By: Nolan Maloney |
Thursday July 02, 2009 |
Okay dance music, what’s going on? After a six or seven year hibernation, the electroclash movement (if you could’ve ever called it a movement) has most certainly resurfaced, but this is getting out of control. After a little interneting, Chicks on Speed is due for a fall release, Erol Alkan is touring Europe.. hell, even Mount Sims is back in the studio. Perhaps the time is right, with day-glo indie electro being the flavour du jour in most dance circles and Santigold wearing gold boots on Letterman, the fashion-uber-alles manifesto seems to have found easy soil within which to plant.
So it comes to no surprise, seriously none whatsoever, that prolific progressive house/sometimes electroclash kingpin Felix Da Housecat has released a new LP, He Was King. And for those unaware, a couple years ago, he was king, with the release of critical darlings Kittenz & Thee Glitz and Devon Dazzle & The Neon Fever. This release was foretold, perhaps, by Felix’s last release, “GU034: Felix Da Housecat, Milan,” a live disc where he played to distinctly different sets: the first, a groovy, upbeat dance mix, and the second, a harder, buzzier rambunctious mix. It is highly towards the latter on which He Was King operates.

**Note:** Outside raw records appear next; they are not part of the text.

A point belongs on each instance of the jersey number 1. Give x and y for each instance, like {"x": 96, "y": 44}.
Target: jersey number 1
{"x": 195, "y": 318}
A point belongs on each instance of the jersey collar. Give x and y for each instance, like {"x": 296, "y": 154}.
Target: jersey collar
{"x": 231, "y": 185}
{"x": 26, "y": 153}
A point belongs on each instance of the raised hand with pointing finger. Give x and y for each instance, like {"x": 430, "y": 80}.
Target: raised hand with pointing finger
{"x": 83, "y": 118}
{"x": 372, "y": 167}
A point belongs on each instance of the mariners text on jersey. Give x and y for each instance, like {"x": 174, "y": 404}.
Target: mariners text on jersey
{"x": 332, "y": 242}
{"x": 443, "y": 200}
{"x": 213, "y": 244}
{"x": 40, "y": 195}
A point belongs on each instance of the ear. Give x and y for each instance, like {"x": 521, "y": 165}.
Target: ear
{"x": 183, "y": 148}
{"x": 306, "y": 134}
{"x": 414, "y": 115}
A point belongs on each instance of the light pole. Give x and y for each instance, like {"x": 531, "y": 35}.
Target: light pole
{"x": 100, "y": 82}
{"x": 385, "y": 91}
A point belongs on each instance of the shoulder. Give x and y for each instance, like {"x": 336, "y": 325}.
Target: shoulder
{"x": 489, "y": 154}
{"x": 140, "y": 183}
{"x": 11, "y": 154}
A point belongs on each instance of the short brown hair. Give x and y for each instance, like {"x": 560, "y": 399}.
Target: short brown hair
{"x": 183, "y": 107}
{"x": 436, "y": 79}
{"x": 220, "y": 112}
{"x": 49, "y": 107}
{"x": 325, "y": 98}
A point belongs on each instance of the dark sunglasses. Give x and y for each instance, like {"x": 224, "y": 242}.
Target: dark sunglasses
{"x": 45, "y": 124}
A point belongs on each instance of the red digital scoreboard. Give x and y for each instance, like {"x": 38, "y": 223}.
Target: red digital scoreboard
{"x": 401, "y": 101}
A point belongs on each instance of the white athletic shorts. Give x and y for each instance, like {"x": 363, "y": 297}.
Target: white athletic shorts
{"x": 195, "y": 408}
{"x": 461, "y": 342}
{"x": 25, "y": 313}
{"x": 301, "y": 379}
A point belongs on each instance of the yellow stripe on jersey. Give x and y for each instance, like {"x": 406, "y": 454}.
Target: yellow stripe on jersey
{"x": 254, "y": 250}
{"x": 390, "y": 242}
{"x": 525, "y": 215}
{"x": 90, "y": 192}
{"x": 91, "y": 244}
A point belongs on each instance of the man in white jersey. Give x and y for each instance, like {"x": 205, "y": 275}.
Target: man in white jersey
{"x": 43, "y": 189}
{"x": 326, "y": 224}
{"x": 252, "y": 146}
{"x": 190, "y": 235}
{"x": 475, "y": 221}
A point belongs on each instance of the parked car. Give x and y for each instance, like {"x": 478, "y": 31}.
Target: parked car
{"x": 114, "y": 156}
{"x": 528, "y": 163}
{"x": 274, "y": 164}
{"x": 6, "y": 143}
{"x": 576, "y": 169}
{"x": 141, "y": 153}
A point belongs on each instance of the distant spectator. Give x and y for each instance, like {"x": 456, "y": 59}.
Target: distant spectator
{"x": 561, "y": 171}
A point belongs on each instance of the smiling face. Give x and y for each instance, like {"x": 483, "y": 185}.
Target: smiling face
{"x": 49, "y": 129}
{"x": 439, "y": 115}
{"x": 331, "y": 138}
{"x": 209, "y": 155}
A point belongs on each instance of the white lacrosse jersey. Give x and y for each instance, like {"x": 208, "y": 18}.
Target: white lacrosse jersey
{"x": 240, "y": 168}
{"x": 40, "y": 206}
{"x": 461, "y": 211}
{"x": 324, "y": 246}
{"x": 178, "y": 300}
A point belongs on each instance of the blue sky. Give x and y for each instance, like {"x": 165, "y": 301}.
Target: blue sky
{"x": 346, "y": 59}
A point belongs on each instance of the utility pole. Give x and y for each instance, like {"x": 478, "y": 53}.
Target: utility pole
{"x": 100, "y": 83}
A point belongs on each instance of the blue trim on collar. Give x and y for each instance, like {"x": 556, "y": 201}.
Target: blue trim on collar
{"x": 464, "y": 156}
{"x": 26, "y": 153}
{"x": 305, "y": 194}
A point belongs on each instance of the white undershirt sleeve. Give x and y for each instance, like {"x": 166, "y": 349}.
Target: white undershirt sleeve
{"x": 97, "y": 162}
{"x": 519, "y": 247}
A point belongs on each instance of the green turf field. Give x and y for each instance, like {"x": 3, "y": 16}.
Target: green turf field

Gritty is the name of the game on He Was King—it has some of the hardest riffs I’ve heard on any dance record so far this year, including the newer work of The Bloody Beetroots and Fukkk Offf. Not to say that this record is electro, because it’s not. What Felix maintains that other electronic artists are lacking right now is a sense of soul and accountability. What I mean by that is that he realizes the ebb and flow of a record, that it can’t be all fun and it can’t be all throat-ripping—see LCD Soundsystem for similar adjective affixation.
There are deviations, but the set-up on the disc is that side A is fun, stupid dance, and it’s kind of hit-or-miss. “Plastik Fantastik” is thrillingly vapid, more about dance clubs and chemical peels than dancing, and “We” sets the dial to “space disco,” where it stays for the majority. On the other hand, “Kickdrum,” which features one of the sickest bass drums I’ve ever heard, is a build up towards nothing, and “Spank U Very Much,” is purile, but not fun like “Plastik Fantastik.” Side B, on the other hand, is all winners, from the jazzy tongue-in-cheek suicide ballad “Do Not Try This At Home” to the navel-gazing, eyes-closed bounce of He Was King, the slow song that Ettiene de Crecy never wrote.
I don’t think this is entirely what Felix was getting at with the album, but this could totally be a concept album about who we perceive as “kings” of our modern age, and how Felix would interpret them sonically. “We All Wanna Be Prince” is loaded with sexy 80s lipbiting and a driving synth lead; “LA Ravers” is crazy, youthful, and exhausting; “Spank U Very Much,” the catchphrase of Jim Carrey’s Ace Ventura, is silly the first time, but doesn’t hold up on repeat listens. It’s an interesting idea, at the very least, and something cohesive that the album can stitch to.
Welcome back, electroclash. With Felix churning out such solid work, I hope your stay is a little longer than three years this time.